W Księdze Daniela 1:8 czytamy jedno ważne zdanie: “Daniel postanowił nie kalać się”. Zaraz po tym, jak Daniel zdecydował się zachować się nieskalanym, przyszła na niego jego pierwsza próba, dotyczyła ona jedzenia. Pierwsza próba, która spotkała Adama i Ewę, także dotyczyła jedzenia. Pierwsza próba, którą przeszedł Jezus na pustyni, również dotyczyła jedzenia. Jakie byłoby twoje nastawienie do smacznego jedzenia, jeśli zjedzenie go wiązałoby się z pójściem na kompromis i tym samym odejściem od Bożych zasad? Ezaw stracił prawo pierworodztwa z powodu jedzenia. Izaak utracił duchowe widzenie z powodu swojej miłości do smacznego jedzenia, które Ezaw miał mu przynieść. Postawa Daniela jednak brzmiała: “Bóg powiedział w Swoim Słowie, że ten rodzaj pożywienia nie może być przez nas spożywany, więc nie będę go jadł”. Daniel jako młody człowiek studiował Pismo Święte i wiedział, że prawo Mojżesza zakazuje spożywania niektórych mięs, oraz że Księga Przysłów zabraniała picia wina. Postanowił więc słuchać Boga, nie zważając na to jaką cenę by mu przyszło za to zapłacić.

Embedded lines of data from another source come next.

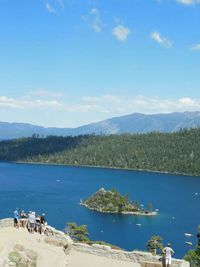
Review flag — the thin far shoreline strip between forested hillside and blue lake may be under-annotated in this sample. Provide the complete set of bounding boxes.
[9,161,200,177]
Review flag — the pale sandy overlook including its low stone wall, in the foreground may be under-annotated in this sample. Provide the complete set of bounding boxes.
[0,219,189,267]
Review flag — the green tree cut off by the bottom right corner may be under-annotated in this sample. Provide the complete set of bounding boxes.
[184,225,200,267]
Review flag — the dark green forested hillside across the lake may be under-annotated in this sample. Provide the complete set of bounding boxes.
[0,129,200,175]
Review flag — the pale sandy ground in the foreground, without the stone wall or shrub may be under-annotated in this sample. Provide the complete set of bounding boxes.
[0,227,140,267]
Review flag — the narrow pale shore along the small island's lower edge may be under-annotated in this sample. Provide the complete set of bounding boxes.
[80,202,158,216]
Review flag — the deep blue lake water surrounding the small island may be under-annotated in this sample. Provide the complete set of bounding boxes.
[0,162,200,257]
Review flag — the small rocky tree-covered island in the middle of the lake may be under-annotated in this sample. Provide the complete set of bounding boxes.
[80,188,157,216]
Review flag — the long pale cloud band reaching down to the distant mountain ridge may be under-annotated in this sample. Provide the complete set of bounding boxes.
[0,94,200,127]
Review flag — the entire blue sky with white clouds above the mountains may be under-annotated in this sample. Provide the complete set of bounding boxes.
[0,0,200,127]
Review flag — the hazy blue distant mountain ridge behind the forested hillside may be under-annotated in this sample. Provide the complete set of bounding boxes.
[0,111,200,140]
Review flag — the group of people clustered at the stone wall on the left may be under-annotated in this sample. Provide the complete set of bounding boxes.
[14,208,47,235]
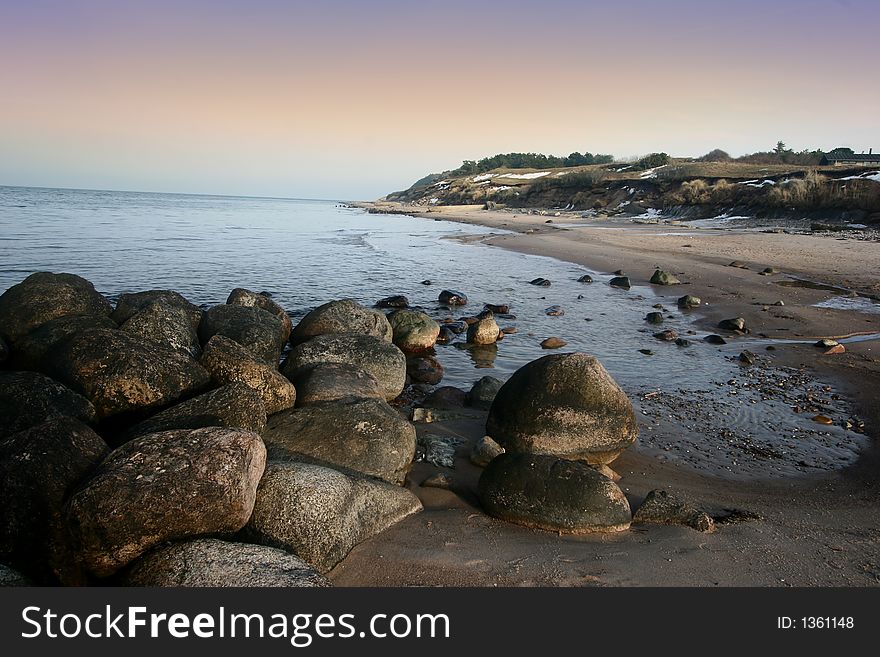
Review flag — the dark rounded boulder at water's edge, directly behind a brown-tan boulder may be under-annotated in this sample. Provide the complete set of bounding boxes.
[199,304,285,368]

Na początku musiał trwać sam, podczas gdy wszyscy inni Żydzi ulegali kompromisom. Kiedy jednak Chananiasz, Miszel i Azariasz zobaczyli młodego człowieka, który opowiedział się po stronie Boga, odważyli się do niego dołączyć (Dn. 1:11). Gdyby Daniel nie opowiedział się po Bożej stronie, moglibyśmy nigdy nie usłyszeć o Chananiaszu, Miszaelu i Azariaszu.
Wierzę, że wielu jest ludzi takich jak Chananiasz, Miszael i Azariasz, którzy również chcieliby opowiedzieć się po Bożej stronie, dać święte świadectwo w miejscu, w którym żyją, ale nie mają odwagi zrobić tego samemu. Wypatrują takiego Daniela, aby mógł zostać ich przywódcą. A kiedy taki Daniel wkroczy do tej wioski lub do tego miasta, wtedy ci Chrześcijanie przyjdą i przyłączą się do niego. Jednak jeśli taki Daniel nigdy się tam nie pojawi, ludzie ci będą żyć i umrą, nigdy nie wydając świadectwa dla Pana.
W dzisiejszych czasach jest wielkie zapotrzebowanie na Danielów. Bóg szuka Danielów, który zdecydują w swoim sercu, aby nigdy nie skalać się. A kiedy ci Daniele opowiedzą się po stronie Boga, automatycznie przyciągną do siebie Chananiaszów, Miszków i Azariahów. Obserwowałem taki bieg wydarzeń już w wielu miejscach. Bóg najpierw szuka Daniela. Jeśli nie uda Mu się znaleźć Daniela, nic się nie będzie mogło wydarzyć. Bóg szuka ludzi, którzy nie szukają swego, którzy nie są zainteresowani czymkolwiek dla swojego dobra, i którzy, jeśli to konieczne, byliby gotowi stracić swoje życie dla Niego. Daniel miał zaledwie 17 lat. Dziś Bóg również może wybrać 17-letniego człowieka, uczynić z niego proroka, i dać mu siłę, aby potrafił opowiedzieć się po stronie Boga. Pozostali trzej mężczyźni mogli być starsi od Daniela. Ale poddali się mu, ponieważ uznali go za przywódcę wyznaczonego przez Boga.
Dziś także potrzebujemy uczniów o takiej śmiałości i uczciwości. Daniel sam właśnie taki był i nauczał Szadracha, Meszaka i Abed-Nega, aby również tacy byli. Lepiej było mieć 4 takie osoby w Babilonie, niż 400, którzy ulegali kompromisom, zjadali to, co dał im król, którzy oddawali pokłon swoim bożkom, a też twierdzili, że wierzą w Jahwe. Smutna jest dzisiejsza sytuacja gdzie mamy wielu chrześcijan, którzy ulegają kompromisom. Bóg szuka Danielów, Szadrachów, Meszachemów i Abed-Negemów, którzy będą opowiadać się po Jego stronie, nie ulegając kompromisom w dzisiejszych czasach pełnych kompromisów.